Price Controls on Prescription Drugs

One of those things (like increasing the minimum wage) that sounds great, until you start to apply any sort of economic reasoning. At which point, the case pretty much falls apart.

The economics are straightforward enough – once the government sets the price below the market, both a greater quantity of medicine will be demanded, and lesser amount will be supplied.

It certainly makes a great soundbite to be able to say that Uncle Sam has taken on the vicious profiteers of Big Pharma on behalf of the “little guy”. What they’re not telling you is that they can only do this at the expense of developing new drugs in the future. (Douglas Schoen provides some interesting polling data on what happens to support for this proposal once survey participants are made aware of some of the likely consequences. Not surprisingly, it goes way, way down.)

Kinda like when they told the poor that they were going to get an increase in income by raising the minimum wage. Nobody bothered to point out that unskilled, mostly minority, teenagers will be thrown out of work, or be unable to find jobs.

Of course, once the government gets into the business of “negotiating” prices for Medicare Part D, it seems likely that the prices will come down, if only due to the fact that no one ever really “negotiates” with the government. The combination of overwhelming power and bureaucratic capriciousness are simply too much for most companies.

The actual effects – increasing the demand for drugs by lowering the prices - combined with disincentives to produce new drugs, doesn’t bode well for the future.

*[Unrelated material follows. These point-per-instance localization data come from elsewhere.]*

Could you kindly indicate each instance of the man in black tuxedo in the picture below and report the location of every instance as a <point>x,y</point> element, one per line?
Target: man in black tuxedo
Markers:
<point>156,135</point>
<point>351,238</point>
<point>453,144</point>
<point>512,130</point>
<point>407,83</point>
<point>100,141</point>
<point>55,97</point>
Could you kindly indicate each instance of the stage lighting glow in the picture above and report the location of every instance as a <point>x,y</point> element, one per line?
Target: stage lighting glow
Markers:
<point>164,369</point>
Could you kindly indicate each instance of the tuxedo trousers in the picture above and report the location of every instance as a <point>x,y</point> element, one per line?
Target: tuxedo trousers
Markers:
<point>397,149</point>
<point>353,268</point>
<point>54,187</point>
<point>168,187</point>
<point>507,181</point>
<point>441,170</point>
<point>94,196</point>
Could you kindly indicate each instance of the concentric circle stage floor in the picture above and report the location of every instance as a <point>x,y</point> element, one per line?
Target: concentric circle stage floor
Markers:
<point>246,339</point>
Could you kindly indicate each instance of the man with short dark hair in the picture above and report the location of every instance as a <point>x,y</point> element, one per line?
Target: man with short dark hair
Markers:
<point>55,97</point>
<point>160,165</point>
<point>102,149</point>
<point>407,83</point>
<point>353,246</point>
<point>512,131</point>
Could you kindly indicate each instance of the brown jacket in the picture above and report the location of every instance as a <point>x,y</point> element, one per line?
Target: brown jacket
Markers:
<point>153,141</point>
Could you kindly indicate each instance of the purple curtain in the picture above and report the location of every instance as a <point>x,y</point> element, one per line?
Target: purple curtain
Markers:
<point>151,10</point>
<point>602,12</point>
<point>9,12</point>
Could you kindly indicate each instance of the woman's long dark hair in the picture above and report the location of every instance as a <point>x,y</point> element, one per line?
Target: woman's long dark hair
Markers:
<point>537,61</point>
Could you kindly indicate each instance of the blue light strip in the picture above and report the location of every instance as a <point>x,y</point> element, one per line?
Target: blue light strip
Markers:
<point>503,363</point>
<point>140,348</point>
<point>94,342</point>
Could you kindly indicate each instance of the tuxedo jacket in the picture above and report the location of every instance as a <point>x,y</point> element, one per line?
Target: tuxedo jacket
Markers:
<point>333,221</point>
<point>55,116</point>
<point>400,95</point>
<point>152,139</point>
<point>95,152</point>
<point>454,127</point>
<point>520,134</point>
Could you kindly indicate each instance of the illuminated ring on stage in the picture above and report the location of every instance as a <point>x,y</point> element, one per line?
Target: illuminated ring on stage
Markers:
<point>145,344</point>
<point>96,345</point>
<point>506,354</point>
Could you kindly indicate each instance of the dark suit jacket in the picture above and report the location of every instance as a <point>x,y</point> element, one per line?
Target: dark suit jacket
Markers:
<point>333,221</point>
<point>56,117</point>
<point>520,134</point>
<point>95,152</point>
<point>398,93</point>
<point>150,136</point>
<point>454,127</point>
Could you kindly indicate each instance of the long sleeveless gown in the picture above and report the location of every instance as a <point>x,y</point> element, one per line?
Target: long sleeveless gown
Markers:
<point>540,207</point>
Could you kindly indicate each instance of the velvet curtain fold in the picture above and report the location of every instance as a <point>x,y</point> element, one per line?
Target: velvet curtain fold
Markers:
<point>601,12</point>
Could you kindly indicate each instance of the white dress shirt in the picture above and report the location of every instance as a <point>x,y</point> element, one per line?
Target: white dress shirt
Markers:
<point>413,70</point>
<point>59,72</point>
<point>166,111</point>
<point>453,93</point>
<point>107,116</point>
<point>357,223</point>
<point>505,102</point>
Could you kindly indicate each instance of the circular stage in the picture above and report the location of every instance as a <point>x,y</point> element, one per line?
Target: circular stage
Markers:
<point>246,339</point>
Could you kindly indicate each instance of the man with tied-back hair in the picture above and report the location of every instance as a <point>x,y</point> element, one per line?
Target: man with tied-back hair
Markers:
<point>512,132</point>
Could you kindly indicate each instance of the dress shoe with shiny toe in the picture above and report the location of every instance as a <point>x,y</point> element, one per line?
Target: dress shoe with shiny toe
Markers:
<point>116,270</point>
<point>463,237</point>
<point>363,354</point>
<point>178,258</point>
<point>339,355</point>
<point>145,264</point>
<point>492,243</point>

Sally Pipes’ comparisons to the VA program are quite alarming:

“Only 19 percent of drugs approved by the FDA since 2000 are listed on the VA formulary, and only 38 percent of drugs approved in the 1990s are listed. That’s why Medicare offers more than 4,300 different drugs while the VA plan offers only around 1,300.”

As the government becomes more enmeshed in controlling healthcare, and healthcare costs, there will be less choice offered to patients, reduced ability to fund the development of new drugs, and reduced quality of care. Down the road of price controls lies rationing. With rationing comes reduced life expectancies, as well as corruption, since one can only expect that rationing will be either based on waiting in queue, or by political preference.